6. Sebastian Vettel (2007-2009)
43 starts, 125 points (@ 2.907). 5 wins, 5 pole positions, 3 fastest laps. Best championship: 2nd (2009).
An outstanding arrival on the scene, Vettel became the youngest ever Formula 1 points scorer on his debut at Indianapolis in 2007. Later moving to Toro Rosso, he led the Japanese Grand Prix in the streaming wet before crashing out of third. By way of compensation, the following week he finished 4th. A new star was being born. The following season came consistency and speed, including an improbable but dazzling win from the front in Monza. His move to Red Bull's senior team brought yet more success and a runners-up place in the standings. A multiple world champion, just waiting for his chance.
Highlight: Winning for Toro Rosso at Monza in 2008.
5. Jenson Button (2000-2009)
170 starts, 327 points (@ 1.924). 7 wins, 7 pole positions, 2 fastest laps. 2009 Formula 1 World Champion.
He arrived a relatively unheralded 20 year old at Williams in 2000 and impressed everyone. A future world champion, was the line. Well, he got there in the end. But if the fun in anything is in the journey rather than the arrival, Button will be enjoying his success more than most. A disappointing second season at Benetton had people questioning his motivation, an accusation which would repeatedly rear its ugly head whenever Button went through any kind of rough patch. However, when the car was underneath him he was always brilliant. His first podium in Formula 1 in 2004 was followed by 11 more that season, and after a trying start to 2006 Button outscored all his competitors in the second half of the year. The surprise of 2009 is not that Button is a world champion, but that it took so long for all the necessary factors to align.

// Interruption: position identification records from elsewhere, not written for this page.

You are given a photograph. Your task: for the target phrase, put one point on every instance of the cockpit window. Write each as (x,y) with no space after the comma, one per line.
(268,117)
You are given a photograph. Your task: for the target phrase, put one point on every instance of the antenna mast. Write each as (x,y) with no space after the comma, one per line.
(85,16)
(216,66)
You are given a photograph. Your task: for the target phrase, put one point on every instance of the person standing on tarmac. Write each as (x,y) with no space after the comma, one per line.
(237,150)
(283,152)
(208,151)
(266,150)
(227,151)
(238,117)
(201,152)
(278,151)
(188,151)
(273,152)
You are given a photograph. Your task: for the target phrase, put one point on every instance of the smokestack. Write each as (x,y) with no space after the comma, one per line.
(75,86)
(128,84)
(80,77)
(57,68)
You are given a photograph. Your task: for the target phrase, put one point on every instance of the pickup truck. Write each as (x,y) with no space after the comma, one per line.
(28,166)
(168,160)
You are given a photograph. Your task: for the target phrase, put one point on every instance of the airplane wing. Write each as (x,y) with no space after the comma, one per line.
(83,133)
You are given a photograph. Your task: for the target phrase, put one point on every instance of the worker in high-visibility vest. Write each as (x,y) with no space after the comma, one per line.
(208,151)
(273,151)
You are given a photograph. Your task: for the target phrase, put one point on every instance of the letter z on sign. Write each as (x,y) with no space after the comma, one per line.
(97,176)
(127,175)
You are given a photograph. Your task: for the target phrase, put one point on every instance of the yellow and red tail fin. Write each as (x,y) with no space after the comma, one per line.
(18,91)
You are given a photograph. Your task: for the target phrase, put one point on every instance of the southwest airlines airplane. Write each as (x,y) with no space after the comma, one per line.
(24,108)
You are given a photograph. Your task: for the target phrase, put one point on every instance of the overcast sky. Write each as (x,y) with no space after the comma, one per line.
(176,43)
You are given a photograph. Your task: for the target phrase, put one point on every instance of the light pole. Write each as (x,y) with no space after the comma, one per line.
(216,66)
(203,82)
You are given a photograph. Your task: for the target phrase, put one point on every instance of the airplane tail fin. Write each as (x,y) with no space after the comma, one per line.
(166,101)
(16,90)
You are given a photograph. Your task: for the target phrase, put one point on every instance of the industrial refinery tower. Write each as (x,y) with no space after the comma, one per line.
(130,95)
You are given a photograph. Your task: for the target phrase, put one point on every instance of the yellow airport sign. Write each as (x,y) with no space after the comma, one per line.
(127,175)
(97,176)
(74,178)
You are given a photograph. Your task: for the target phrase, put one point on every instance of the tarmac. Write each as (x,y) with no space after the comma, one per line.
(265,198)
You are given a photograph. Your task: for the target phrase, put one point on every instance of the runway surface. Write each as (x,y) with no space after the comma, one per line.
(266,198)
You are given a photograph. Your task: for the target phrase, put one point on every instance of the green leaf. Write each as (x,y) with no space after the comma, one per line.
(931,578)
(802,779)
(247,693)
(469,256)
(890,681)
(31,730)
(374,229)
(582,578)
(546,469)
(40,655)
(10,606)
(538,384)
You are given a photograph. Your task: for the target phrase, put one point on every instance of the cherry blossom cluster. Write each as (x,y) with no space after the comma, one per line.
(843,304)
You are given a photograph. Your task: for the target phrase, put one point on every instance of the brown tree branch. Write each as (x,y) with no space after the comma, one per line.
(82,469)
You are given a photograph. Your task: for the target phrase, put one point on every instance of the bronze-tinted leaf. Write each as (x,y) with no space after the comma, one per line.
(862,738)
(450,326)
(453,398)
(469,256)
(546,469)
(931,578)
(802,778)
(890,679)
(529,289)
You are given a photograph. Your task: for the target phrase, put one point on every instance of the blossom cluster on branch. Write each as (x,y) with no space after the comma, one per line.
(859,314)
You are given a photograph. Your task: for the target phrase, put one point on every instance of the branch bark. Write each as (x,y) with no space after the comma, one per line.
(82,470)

Highlight: Winning the 2009 Monaco Grand Prix, having pulled the rabbit out of the hat at just the right moment throughout the weekend.
4. Lewis Hamilton (2007-2009)
52 races, 256 points (@ 4.923). 11 wins, 17 pole positions, 3 fastest laps. 2008 Formula 1 World Champion.
The decade's outstanding debutant. Hamilton arrived in 2007 as the GP2 champion, with a reputation for speed, aggression and resolve. He promptly finished on the podium for every one of his first 8 races, winning 2. Inexperience cost him a remarkable debut season title, but he was not to be denied in 2008, becoming the youngest man to ever win the world crown. His most impressive year of all, however, has been 2009. Battling against expectation and adversity in a very poor car, he and the team developed as the year went on, winning two races before the season was out. He could possibly be the most complete driver now in Formula 1.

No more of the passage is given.